A consortium of researchers, including scientists at Hebrew SeniorLife’s Hinda and Arthur Marcus Institute for Aging Research, has identified common variations of genes that are associated with both bone mineral density (BMD) and fracture risk. The findings may help clinicians predict who is at risk for osteoporosis-related fractures and may help in the development of new anti-osteoporosis drugs.
In the March 19 issue of the Journal of the American Medical Association, the researchers discovered two variations in the low-density lipoprotein receptor-related protein (LRP5) gene and the LRP6 gene that are strongly associated with bone mineral density. Mutations in LRP5 gene cause rare syndromes characterized by altered bone mineral density. More common LRP5 variants may affect osteoporosis risk in the general population.
Mutations to the gene also have been implicated in bone mass disorders and osteoporosis-pseudoglioma syndrome, which is characterized by severe osteoporosis and blindness. An inherited mutation in LRP6 is linked low trauma fractures and low BMD, as well as increased fracture risk in elderly men.
The researchers, part of GENOMOS, a European Union-funded consortium of scientists seeking to identify genetic factors for osteoporosis, examined BMD data from more than 37,500 individuals in the U.S. and Europe. BMD of the lumbar spine and femoral neck was measured using dual-energy X-ray absorptiometry and fractures were documented either by radiographic records, hospital data, or patient questionnaires.
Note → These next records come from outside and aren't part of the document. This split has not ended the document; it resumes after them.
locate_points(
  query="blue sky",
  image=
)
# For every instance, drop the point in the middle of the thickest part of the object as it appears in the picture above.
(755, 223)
The two LRP5 gene variations had highly significant effects on bone mineral density in the lumbar (lower) spine and femoral neck. The magnitude of the effects was small, the researchers say, but consistent across studies. Fractures of the femoral neck, where the ball of the ball-and-socket hip joint is broken off, are common hip fractures.
“Although the magnitude of the effect was modest,” says Dr. Kiel, “the effect was very consistent in different populations and independent of gender or age. This suggests a role for LRP5 in determining BMD and fracture risk throughout life in the general population.”
Dr. Kiel and David Karasik, Ph.D., an Marcus Institute scientist who contributed to the study, say that a single marker such as these mutations explains only a small portion of osteoporosis risk, but that the identification of several such risk variants may eventually help improve clinical prediction of who might suffer osteoporosis-related fractures. They say that the LRP5 variant may also offer “ insights about mechanisms and pathways that may be useful in drug development.”